So buchte ich es, um noch einen Tag länger am Bodensee bleiben zu können. Das Einzelzimmer mit dem Badezimmer zur Alleinnutzung über den Flur.
Nach dem Frühstück zog ich also für die letzte Nacht ein paar Meter weiter auf der gleichen Etage um. In das sogenannte Einzelzimmer. Mit meiner Reisetasche in der Hand öffnete ich die Tür und wich zurück, da ich keinen Schritt weiterkam. Im Raum befanden sich zwei Einzelbetten. Ein Einzelbett und eine Gästeliege. Der Gang zwischen den beiden war zu klein, um dort die Reisetasche abzustellen. Rechts vor den Betten befand sich ein kleiner Kleiderschrank, auch dort fand sie keinen Platz. Ebenfalls nicht auf dem kleinen Sideboard links. Ich stellte sie auf die Gästeliege. Unter dem Fenster geradeaus stand ein Nierentisch, links davon befand sich an der Wand ein kleines Waschbecken. In der Beschreibung mag sich das Zimmer als groß darstellen, dem war es aber nicht. Egal, wie man sich bewegte, man stieß immer irgendwo an. Um an das Fenster zu gelangen, musste ich quer zwischen den Betten entlanglaufen. Ein Ventilator befand sich ebenfalls in dem Zimmer. Leider gab es keine Steckdose dazu.

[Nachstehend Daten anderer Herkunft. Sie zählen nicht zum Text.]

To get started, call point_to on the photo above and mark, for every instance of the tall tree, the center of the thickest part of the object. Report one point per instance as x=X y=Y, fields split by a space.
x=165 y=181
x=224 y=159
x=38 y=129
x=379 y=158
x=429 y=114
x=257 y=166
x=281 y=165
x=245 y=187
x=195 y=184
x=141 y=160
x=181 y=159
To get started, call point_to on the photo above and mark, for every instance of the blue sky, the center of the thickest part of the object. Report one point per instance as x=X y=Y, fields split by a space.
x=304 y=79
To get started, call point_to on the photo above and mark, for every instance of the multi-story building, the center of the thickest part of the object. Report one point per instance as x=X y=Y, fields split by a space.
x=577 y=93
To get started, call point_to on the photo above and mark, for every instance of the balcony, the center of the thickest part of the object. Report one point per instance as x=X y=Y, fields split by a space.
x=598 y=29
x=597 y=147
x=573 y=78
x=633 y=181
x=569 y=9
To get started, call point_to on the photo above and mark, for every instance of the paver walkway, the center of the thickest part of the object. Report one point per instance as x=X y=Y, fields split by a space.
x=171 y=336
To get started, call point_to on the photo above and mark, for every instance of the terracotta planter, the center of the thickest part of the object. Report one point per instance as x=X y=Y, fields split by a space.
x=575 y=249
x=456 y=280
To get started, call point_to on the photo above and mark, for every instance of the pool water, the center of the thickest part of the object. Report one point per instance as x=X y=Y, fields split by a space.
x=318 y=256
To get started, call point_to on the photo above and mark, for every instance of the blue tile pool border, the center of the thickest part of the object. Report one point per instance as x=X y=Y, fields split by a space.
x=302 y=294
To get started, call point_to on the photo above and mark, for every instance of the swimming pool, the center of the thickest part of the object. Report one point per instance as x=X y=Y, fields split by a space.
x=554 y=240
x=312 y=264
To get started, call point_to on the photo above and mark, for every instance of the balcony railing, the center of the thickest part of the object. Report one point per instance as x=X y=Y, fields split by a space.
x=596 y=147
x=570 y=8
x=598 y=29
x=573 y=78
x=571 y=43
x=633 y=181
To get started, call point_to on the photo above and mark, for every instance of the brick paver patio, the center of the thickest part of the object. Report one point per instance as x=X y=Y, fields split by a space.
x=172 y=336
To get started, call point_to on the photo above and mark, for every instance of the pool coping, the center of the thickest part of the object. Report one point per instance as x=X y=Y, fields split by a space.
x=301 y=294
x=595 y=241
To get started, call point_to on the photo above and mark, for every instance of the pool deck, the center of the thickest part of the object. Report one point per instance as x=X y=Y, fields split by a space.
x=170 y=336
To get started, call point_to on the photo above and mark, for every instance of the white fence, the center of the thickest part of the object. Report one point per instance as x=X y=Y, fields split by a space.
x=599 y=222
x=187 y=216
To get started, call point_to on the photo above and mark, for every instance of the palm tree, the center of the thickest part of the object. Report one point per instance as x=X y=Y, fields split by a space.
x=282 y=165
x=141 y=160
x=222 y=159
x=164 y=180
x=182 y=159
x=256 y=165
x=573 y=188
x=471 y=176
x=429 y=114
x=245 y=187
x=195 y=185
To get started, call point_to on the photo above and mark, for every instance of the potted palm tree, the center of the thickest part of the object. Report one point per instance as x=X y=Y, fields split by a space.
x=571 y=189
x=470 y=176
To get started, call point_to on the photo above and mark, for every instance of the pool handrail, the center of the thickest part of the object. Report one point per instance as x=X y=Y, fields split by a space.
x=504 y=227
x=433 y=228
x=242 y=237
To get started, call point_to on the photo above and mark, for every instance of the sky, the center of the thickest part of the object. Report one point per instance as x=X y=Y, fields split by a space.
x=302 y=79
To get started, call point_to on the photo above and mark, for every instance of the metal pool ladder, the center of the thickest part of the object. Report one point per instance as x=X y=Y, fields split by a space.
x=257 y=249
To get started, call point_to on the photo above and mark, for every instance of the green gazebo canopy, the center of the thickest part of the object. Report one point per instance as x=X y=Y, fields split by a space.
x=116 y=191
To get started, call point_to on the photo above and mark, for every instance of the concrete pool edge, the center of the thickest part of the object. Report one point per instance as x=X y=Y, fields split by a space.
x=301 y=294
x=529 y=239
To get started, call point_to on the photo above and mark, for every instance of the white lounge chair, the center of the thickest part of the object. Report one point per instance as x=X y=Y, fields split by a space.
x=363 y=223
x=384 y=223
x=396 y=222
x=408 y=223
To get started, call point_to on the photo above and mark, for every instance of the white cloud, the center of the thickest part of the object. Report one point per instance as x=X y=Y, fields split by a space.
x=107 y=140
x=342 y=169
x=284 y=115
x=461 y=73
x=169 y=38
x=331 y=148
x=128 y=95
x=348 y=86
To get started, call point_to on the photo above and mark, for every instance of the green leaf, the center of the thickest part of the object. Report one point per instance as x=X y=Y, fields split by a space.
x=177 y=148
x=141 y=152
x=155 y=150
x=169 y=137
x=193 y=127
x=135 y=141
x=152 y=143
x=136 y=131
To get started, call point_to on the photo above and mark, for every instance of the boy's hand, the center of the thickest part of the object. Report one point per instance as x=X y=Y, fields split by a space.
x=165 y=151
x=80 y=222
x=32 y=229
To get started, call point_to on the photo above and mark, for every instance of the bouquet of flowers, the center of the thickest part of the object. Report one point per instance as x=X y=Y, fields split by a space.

Ein Stuhl war nirgends zu sehen. Was nutzt ein kleiner Nierentisch aus den 50er Jahren, wenn man dort nicht sitzen kann? Notizen und Postkarten schrieb ich, indem ich mich auf das Bett legte. Der Fernseher passte sich dem Raum an. Er war winzig und verfügte über fünf Kanäle. ZDF war nicht dabei.
Diese Rumpelkammer war der ideale Ort, um Platzangst hervorzurufen. Wenn man bereits darunter litt, war dieses Zimmer ideal, um mit einer Konfrontationstherapie zu starten.
Die nächste Herausforderung bestand darin, wie eine kleine Lampe in die Nähe des Bettes zu bekommen, um darin zur Nacht noch etwas zu lesen?
Der Rumpelkammerumbau fand statt. Der Nierentisch wurde neben das Bett gestellt, mit dem Ergebnis, dass sich die Eingangstür nicht mehr öffnen ließ. Anschließend holte ich die Lampe vom kleinen Sideboard. Um den Stecker zu entfernen, musste ich das Board abrücken. O là là. Neben den obligatorischen dutzenden toten Lichtmotten befanden sich mehrere Socken und viele Wollmäuse hinter dem Sideboard. Einzelne Socken, die doch jemand vermissen würde? Nun weiß ich, dass nicht nur Waschmaschinen Socken fressen, verstecken oder vernichten.
Nachts musste ich das Bad aufsuchen und meinen Umbau wieder zurück bauen, um zur Tür zu gelangen. Das Bad war O.K., doch nicht mit Größe gesegnet. Saß man auf der Toilette musste man währenddessen die Füße in die Dusche stellen.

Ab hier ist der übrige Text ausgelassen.